Mr Turton stated: “It’s so important for these mass events to convey that we still want them to be fun and enjoyable but they’ve got to be safe in the current climate as well.”
Runners might have a running experience that is memorable. “a bit different”This year, he stated: “But it doesn’t mean it’ll be any worse or any better. It will just be different, but I’m sure from my long experience with the marathon, you’ll just have a great day.
“I spend most of the day just smiling at people. By the end of it all my cheeks hurt and it’s the sign of a good day.”
Jasmine Flatters (68), a Newbury, Berkshire woman, joined the Datchet Dashers Running Club with her husband “in the running boom of the 80s”I went to see some of my club members take part in the London Marathon.
She loved the experience, volunteered at a friend’s drinks station the following year and has been helping ever since.
“In 1987 I actually ran it. And that was fantastic as well,”She spoke.

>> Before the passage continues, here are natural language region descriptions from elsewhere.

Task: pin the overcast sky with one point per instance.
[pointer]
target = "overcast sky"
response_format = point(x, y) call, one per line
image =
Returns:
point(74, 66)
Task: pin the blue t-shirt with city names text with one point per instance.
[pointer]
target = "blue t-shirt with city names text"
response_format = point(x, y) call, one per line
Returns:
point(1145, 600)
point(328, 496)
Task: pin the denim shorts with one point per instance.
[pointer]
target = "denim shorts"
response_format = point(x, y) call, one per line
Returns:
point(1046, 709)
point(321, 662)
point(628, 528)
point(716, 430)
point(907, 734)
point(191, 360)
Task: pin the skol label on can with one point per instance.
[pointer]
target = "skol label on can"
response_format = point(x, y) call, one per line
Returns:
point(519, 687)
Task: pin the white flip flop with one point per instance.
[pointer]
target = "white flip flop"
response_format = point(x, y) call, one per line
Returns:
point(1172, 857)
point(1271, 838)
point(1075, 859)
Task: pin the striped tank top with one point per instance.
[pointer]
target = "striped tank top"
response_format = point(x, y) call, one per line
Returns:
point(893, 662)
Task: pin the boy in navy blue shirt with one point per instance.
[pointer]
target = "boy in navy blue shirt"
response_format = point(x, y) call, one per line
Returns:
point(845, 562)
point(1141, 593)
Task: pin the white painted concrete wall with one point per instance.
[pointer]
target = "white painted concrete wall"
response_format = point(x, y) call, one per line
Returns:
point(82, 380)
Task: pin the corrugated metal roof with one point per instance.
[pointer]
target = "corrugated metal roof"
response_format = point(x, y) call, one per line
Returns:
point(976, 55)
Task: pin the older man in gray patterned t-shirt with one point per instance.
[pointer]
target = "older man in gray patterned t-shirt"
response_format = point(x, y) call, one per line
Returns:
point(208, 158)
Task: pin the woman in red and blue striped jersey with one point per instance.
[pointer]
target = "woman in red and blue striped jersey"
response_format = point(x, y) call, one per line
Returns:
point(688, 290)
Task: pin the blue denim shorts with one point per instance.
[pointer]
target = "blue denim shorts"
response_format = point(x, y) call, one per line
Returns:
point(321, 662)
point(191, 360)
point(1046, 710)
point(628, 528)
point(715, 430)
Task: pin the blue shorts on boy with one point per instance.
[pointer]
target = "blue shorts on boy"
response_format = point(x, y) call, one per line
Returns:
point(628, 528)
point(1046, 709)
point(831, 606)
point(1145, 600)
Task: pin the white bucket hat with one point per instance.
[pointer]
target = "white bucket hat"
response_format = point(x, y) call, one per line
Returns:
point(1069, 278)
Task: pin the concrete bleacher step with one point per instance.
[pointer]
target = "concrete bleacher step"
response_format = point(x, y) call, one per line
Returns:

“There’s an awful lot of training. I mean, to do it justice, you really do need to put the miles in. I wouldn’t do it again. No, I’d much rather be on the side of the fence that I am on.”
Mrs Flatters worked at the London 2012 Olympics, and was awarded an MBE for services in triathlon. She enjoys having fun with her Lucozade Sport crew. “If we have any spare time before the main runners come through, I organise a little dash through the station. So it’s just like a little race.
“And then once that’s done, I get my volunteers to line up either side of the road, and we start doing Mexican waves.
“But once the runners start coming through, you know, you can’t really stop.”
Mrs Flatters’s team has been joined by brand ambassadors like Jonny Wilkinson, James Cracknell, Alex Oxlade-Chamberlain, Chris Robshaw, Leigh Halfpenny, and Richie Gray.
As part of the effort to reduce waste, runners this year will receive a cup and not a bottle of Lucozade Sport.
“My experience with bottles is that people only take two or three sips, and then they discard, you know, 90% of the bottle on the floor, which is a terrible waste of product and waste of plastic,” Mrs Flatters said.
“So we did a trial two years ago with cups actually. And it seems to work very well.
“You don’t want gallons of fluid to drink, you just need a little bit.”
The final Lucozade sport station is located 21 miles into the 26.2-mile route. Mrs Flatters reported: “We’re gonna make jolly sure that they’re pushed on for those last few miles with a big smile on their face.”